The present study is limited to phantom experiments and cannot fully be adapted into clinical use. It needs further investigation in the clinical situation when considering put the technique into practice. The lead shields can potentially reduce the skin surface dose of the surrounding organs; however, the reproducibility of the lead shields for each treatment fraction of radiotherapy is a non-negligible issue due to the breathing movement. The use of lead shields in conjunction with deep inspiration breath-hold irradiation may be a useful solution to tackle the issue. Several studies have pointed out that the DIBH technique of radiotherapy on the left breast can reduce the irradiated heart volume and cardiac dose [25,26,27,28,29]. The combination of the two techniques is expected to further reduce the cardiac dose. On the other hand, the materials of the lead shields can be further optimized to ensure the fitness between the lead clothing and the body surface, thereby reducing the reproducibility of the lead shields for each treatment.

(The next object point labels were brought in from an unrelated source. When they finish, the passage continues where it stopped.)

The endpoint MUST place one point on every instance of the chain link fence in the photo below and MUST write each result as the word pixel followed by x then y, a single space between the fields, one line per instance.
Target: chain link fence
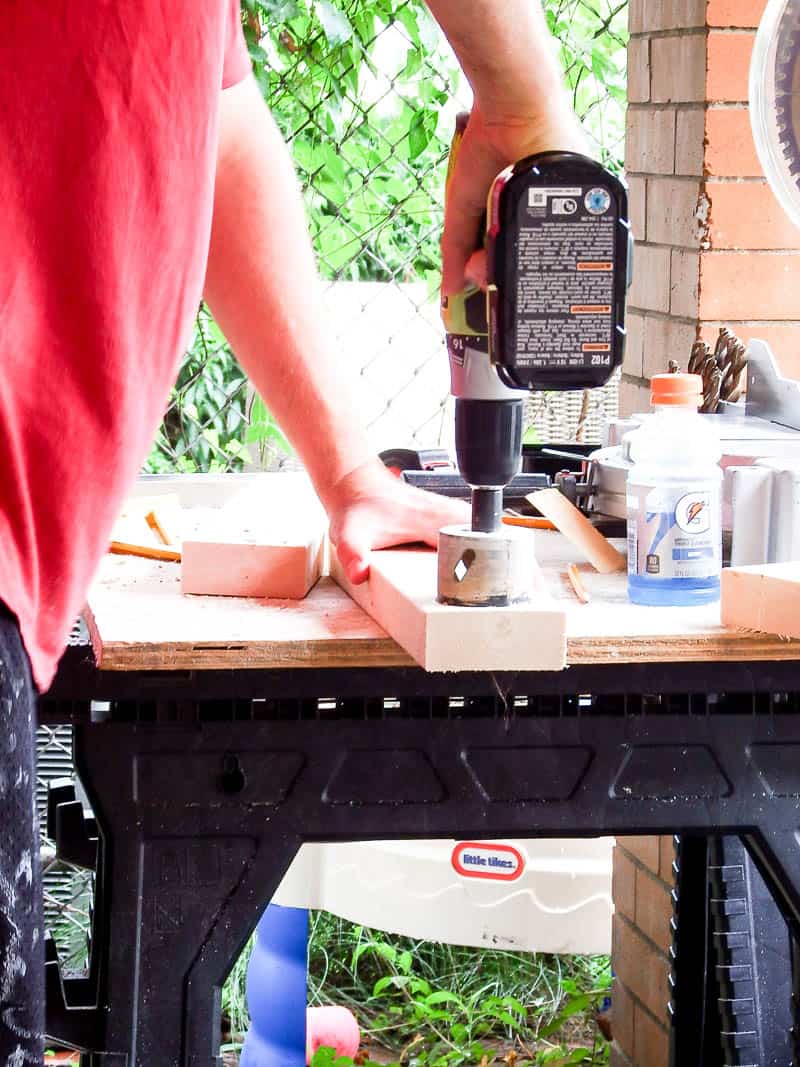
pixel 366 93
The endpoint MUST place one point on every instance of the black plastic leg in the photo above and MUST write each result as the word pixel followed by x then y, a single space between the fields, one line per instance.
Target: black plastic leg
pixel 753 961
pixel 182 897
pixel 696 1033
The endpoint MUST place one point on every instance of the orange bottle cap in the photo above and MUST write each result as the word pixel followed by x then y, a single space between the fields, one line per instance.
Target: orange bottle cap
pixel 685 391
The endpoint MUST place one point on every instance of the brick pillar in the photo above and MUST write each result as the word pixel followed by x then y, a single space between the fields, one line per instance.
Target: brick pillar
pixel 642 884
pixel 714 248
pixel 714 244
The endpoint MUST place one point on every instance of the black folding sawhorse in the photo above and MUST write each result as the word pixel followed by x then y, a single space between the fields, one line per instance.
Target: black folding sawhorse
pixel 204 784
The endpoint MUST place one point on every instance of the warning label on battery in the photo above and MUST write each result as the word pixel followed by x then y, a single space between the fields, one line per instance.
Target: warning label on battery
pixel 565 279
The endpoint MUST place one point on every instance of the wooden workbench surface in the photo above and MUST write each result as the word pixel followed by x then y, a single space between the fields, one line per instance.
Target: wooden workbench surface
pixel 139 620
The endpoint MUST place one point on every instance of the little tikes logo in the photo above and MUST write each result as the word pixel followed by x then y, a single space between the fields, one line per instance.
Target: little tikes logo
pixel 473 859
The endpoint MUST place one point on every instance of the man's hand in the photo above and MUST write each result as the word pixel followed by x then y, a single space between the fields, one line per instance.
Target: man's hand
pixel 369 508
pixel 488 147
pixel 521 108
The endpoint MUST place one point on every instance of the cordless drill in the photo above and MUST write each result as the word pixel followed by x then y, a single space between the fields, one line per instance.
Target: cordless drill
pixel 559 253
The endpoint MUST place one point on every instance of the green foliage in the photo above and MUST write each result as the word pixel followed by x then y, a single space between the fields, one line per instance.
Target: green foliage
pixel 435 1005
pixel 361 89
pixel 366 93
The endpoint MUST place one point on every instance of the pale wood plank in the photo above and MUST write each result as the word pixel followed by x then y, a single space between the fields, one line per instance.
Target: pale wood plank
pixel 140 621
pixel 400 594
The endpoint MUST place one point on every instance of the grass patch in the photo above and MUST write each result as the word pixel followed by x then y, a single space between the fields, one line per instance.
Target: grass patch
pixel 425 1004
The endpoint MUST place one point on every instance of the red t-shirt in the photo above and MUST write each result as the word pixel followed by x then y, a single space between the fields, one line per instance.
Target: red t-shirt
pixel 108 149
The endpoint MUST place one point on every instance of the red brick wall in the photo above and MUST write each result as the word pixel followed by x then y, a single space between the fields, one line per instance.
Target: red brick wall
pixel 642 885
pixel 714 244
pixel 714 248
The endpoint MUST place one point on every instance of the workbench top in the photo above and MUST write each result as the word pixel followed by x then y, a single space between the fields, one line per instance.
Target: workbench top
pixel 139 620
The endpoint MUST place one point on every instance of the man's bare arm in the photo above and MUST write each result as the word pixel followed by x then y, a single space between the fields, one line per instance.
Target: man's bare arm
pixel 262 287
pixel 521 108
pixel 507 52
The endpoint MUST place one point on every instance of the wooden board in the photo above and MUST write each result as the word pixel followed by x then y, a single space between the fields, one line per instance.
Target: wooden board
pixel 140 621
pixel 400 594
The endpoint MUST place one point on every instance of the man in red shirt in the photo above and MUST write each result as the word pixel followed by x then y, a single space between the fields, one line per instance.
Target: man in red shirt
pixel 140 169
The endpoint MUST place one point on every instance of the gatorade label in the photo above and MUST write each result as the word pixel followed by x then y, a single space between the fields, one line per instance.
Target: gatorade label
pixel 674 532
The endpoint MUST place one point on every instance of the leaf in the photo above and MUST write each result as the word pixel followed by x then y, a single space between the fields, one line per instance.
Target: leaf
pixel 335 24
pixel 408 18
pixel 421 128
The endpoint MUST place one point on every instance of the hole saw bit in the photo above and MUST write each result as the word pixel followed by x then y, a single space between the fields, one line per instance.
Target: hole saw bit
pixel 558 248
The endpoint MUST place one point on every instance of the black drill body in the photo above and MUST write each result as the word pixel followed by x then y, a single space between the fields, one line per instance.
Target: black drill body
pixel 558 245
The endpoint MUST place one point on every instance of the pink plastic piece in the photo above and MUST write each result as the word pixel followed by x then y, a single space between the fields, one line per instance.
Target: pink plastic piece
pixel 332 1028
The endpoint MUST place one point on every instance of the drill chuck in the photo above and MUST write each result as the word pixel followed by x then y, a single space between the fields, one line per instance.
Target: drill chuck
pixel 489 442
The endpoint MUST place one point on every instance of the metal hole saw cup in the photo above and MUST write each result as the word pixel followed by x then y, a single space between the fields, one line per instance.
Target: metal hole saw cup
pixel 485 570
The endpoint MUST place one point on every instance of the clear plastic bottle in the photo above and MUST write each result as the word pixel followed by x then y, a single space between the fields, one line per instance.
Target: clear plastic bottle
pixel 674 499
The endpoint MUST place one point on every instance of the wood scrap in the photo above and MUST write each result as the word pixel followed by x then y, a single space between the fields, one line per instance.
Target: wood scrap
pixel 529 522
pixel 144 552
pixel 577 583
pixel 157 526
pixel 576 527
pixel 763 599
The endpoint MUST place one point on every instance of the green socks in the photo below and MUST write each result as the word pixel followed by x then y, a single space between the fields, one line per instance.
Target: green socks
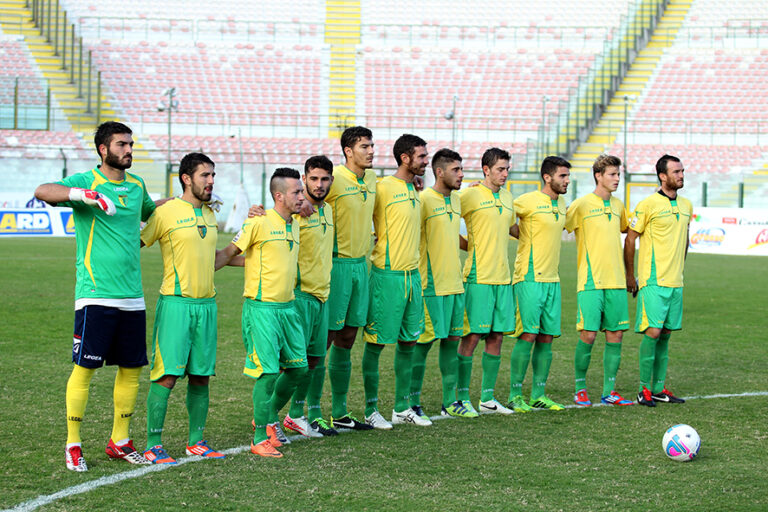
pixel 611 360
pixel 284 388
pixel 157 404
pixel 262 403
pixel 518 364
pixel 371 355
pixel 339 371
pixel 660 362
pixel 581 364
pixel 197 408
pixel 646 357
pixel 418 366
pixel 464 376
pixel 299 396
pixel 491 365
pixel 403 360
pixel 540 361
pixel 449 369
pixel 315 392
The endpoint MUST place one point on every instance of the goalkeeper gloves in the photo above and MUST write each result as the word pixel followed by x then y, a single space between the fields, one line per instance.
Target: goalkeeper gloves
pixel 93 198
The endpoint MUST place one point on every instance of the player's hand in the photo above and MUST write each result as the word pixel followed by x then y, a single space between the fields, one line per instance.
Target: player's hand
pixel 306 209
pixel 93 198
pixel 632 285
pixel 256 210
pixel 215 203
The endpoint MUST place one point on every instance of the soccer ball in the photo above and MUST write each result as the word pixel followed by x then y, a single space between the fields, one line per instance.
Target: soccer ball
pixel 681 443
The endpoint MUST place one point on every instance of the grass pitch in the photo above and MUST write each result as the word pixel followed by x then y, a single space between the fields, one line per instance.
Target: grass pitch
pixel 601 458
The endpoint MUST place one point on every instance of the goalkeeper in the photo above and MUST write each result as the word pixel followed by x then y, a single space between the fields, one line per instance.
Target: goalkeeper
pixel 108 205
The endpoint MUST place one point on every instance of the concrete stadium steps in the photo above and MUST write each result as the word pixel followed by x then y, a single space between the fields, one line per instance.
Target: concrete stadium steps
pixel 342 33
pixel 611 123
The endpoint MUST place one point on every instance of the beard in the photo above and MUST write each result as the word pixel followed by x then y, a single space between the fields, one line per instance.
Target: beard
pixel 115 162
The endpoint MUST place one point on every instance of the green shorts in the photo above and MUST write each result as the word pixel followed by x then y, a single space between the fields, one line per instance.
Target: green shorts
pixel 184 337
pixel 313 316
pixel 659 307
pixel 538 308
pixel 273 337
pixel 602 310
pixel 396 308
pixel 488 308
pixel 443 317
pixel 348 302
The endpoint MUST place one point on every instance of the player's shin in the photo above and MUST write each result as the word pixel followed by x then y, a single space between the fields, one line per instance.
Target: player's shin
pixel 197 408
pixel 77 398
pixel 157 405
pixel 126 389
pixel 449 369
pixel 371 355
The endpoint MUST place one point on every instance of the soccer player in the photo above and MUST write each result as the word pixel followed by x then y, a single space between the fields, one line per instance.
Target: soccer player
pixel 541 218
pixel 312 290
pixel 184 335
pixel 489 215
pixel 661 223
pixel 352 198
pixel 396 308
pixel 272 330
pixel 108 205
pixel 598 219
pixel 443 291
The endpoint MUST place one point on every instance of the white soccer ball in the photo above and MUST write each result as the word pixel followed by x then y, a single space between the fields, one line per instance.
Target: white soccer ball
pixel 681 443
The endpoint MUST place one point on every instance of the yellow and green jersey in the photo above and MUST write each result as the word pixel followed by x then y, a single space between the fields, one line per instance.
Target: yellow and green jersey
pixel 187 238
pixel 488 216
pixel 541 220
pixel 315 252
pixel 352 200
pixel 397 223
pixel 271 248
pixel 107 262
pixel 439 262
pixel 598 224
pixel 663 227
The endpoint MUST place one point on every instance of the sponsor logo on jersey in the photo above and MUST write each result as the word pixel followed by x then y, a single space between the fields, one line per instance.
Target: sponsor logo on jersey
pixel 708 237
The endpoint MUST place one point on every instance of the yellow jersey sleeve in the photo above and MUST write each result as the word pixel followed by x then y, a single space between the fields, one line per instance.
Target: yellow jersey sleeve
pixel 187 237
pixel 488 217
pixel 598 224
pixel 397 223
pixel 316 251
pixel 663 227
pixel 352 200
pixel 439 260
pixel 271 248
pixel 541 220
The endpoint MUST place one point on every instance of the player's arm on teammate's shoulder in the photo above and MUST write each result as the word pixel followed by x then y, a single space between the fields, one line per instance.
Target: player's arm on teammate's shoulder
pixel 629 261
pixel 228 256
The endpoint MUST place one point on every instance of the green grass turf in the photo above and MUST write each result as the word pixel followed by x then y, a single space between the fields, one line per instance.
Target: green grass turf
pixel 586 459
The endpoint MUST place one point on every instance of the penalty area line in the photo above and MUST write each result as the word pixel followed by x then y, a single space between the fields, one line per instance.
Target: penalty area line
pixel 47 499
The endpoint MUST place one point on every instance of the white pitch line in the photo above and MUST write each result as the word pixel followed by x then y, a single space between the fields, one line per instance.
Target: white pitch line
pixel 135 473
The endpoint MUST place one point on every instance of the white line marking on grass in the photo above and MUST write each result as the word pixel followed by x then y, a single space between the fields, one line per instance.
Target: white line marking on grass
pixel 135 473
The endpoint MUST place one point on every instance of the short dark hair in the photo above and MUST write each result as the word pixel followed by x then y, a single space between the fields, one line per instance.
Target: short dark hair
pixel 661 165
pixel 443 157
pixel 351 135
pixel 493 155
pixel 602 162
pixel 189 164
pixel 406 143
pixel 318 162
pixel 277 181
pixel 550 164
pixel 106 131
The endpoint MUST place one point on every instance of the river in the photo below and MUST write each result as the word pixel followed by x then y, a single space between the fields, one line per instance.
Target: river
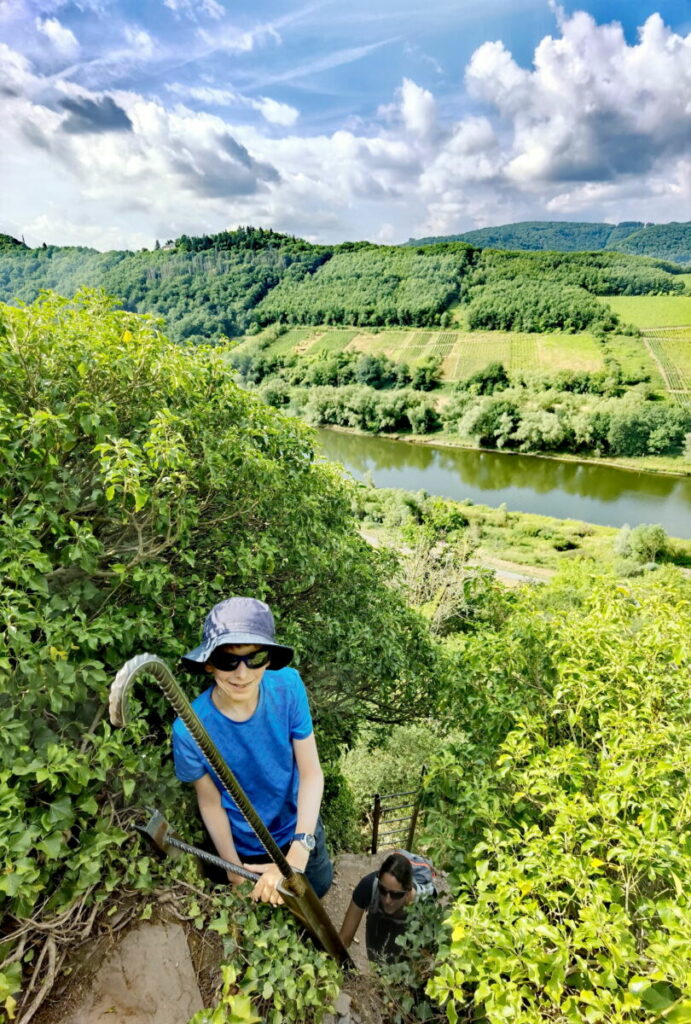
pixel 566 489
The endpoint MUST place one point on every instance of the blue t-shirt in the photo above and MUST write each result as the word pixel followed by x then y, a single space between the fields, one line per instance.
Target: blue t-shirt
pixel 259 752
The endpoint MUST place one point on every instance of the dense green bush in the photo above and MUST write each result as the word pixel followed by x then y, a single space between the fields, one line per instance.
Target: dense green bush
pixel 139 485
pixel 565 811
pixel 376 285
pixel 524 305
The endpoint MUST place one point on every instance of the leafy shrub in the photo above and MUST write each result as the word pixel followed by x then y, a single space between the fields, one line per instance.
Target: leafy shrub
pixel 574 903
pixel 270 973
pixel 139 485
pixel 389 762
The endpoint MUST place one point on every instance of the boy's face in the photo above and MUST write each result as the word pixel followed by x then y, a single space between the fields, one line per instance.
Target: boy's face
pixel 241 686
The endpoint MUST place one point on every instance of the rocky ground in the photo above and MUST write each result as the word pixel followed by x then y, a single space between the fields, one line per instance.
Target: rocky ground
pixel 158 972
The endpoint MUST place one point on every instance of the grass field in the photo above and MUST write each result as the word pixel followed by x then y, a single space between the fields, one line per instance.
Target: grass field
pixel 651 310
pixel 462 352
pixel 673 349
pixel 635 359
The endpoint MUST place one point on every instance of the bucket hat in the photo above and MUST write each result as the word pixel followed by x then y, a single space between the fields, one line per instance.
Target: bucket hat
pixel 238 620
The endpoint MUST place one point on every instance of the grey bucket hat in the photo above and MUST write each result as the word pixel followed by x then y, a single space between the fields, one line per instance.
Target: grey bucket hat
pixel 239 620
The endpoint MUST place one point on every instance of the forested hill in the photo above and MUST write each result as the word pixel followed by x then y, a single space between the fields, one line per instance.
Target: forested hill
pixel 226 285
pixel 671 242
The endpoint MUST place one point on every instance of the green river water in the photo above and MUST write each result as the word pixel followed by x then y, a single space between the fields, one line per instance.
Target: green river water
pixel 596 494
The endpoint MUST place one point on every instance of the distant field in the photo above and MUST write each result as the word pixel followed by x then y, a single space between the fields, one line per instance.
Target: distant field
pixel 462 352
pixel 634 357
pixel 673 348
pixel 652 310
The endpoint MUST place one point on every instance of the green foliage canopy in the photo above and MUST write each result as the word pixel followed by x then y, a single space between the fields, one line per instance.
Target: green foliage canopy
pixel 139 485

Our study has several limitations. First, OAR doses were correlated with the patient’s chest wall thickness, thoracic angle, respiratory motion, tumor location, and operation method. However, only the heart and the lung doses were discussed in this study, whereas the above related variables were not included in the discussion. Second, due to the limited geometry of the anthropomorphic breast phantom and the treatment plan design, the study only investigated dose changes in patients undergoing breast-conserving surgery, while those who received total mastectomy were not discussed in the study.

5. Conclusions

Compared with 3D-CRT and IMRT, VMAT provides better PTV coverage and conformity. However, as it continuously irradiates various parts of the body through multiple beam angles, it is of great significance to minimize organ-at-risk (OAR) doses. In this study, lead shields were adopted to protect critical organs such as the lungs and the heart. Although it was not commonly seen in clinical practice, the method successfully reduced the heart dose from 4.31 ± 0.09 Gy to 1.88 ± 0.08 Gy. It deserves further work to apply this method into clinical practice in the future.